Why Alex Murdaugh was spared the death penalty
- Published
In the minutes before Judge Clifton Newman delivered his sentence for Alex Murdaugh - two life sentences, consecutively, for the murders of his wife and son - he sat back, rocking his chair back and forth, and addressed the defendant directly.
"I don't question at all the decision of the state not to pursue the death penalty," Judge Newman said in a slow and balanced tone. "But I sit here... and reflect on the fact that over the past century your family, including you, have been prosecuting people in this courtroom and many have received the death penalty, probably for lesser conduct."
Murdaugh, standing before him, said nothing.
For six weeks, Judge Newman, 71, presided over Murdaugh's murder trial, one of the most closely watched in the country.
The 22-year veteran of the South Carolina Circuit court was a calm and steady presence, his expressions revealing little about his own impressions of the parade of witnesses and evidence before him. And he revealed nothing about his own family tragedy - the death of his 40-year-old son, Brian which happened just weeks before he assumed control of the Murdaugh case.
Judge Newman spoke in quiet, resonant tones, often in sharp relief to the animated attorneys in his court. At one point, midway through proceedings, he gently chastised defence attorney Jim Griffin for re-tweeting an article that was critical of the prosecution.
"Mr Griffin, is this part of your defence strategy? Or...," he said, trailing off into a pointed silence.
"The judge is supposed be the adult in the room, and he was very much the adult in the room," said Bill Nettles, former US attorney for South Carolina.
"His demeanour is like central casting judge sort of demeanour," he said.
Those weeks of calm seemed to add to the gravity of his words to Murdaugh - someone he had known for years, another player in the tight-knit legal community of South Carolina. "Your case qualifies under our death penalty statute," he said on Friday.

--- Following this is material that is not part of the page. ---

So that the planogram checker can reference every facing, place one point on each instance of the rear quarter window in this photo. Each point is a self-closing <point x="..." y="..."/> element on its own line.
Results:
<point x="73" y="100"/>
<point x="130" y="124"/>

This punishment was taken off the table by prosecutors in December, when South Carolina Attorney General Alan Wilson announced that after "carefully reviewing the facts", the state would not seek the death penalty, opting instead for life without parole.
Legal experts told the BBC that the decision was appropriate, that the death penalty - which has not been used in the state since 2011 - would not have been suitable for Murdaugh's case, one that lacked any direct evidence.
"In order to put somebody to death you really want somebody in the witness box pointing the accusing finger as an eye-witness," said South Carolina lawyer Joe McCulloch. In this case, death penalty would have been a "reach", he said.
But some noted a clear racial disparity in South Carolina's justice system: of the 284 executions carried out by the state since 1912, 75 were white and 209 were black.
"I don't think there's been nearly as fulsome a discussion as there should have been about why it is that people of colour and less resources, having committed heinous, but arguably not as heinous a crime as what Alex Murdaugh did, faced the death penalty and he didn't," former US attorney Nettles said.
Still, Judge Newman on Friday finally made clear his own judgements of the man in front of him, noting his own "heartbreak" at seeing Murdaugh change from "grieving father" to a convicted killer.
"I know you have to see Paul and Maggie during the night times when you are attempting to go to sleep," he said. "I'm sure they come and visit you, I'm sure."
This time, Murdaugh did reply: "All day and every night," he said.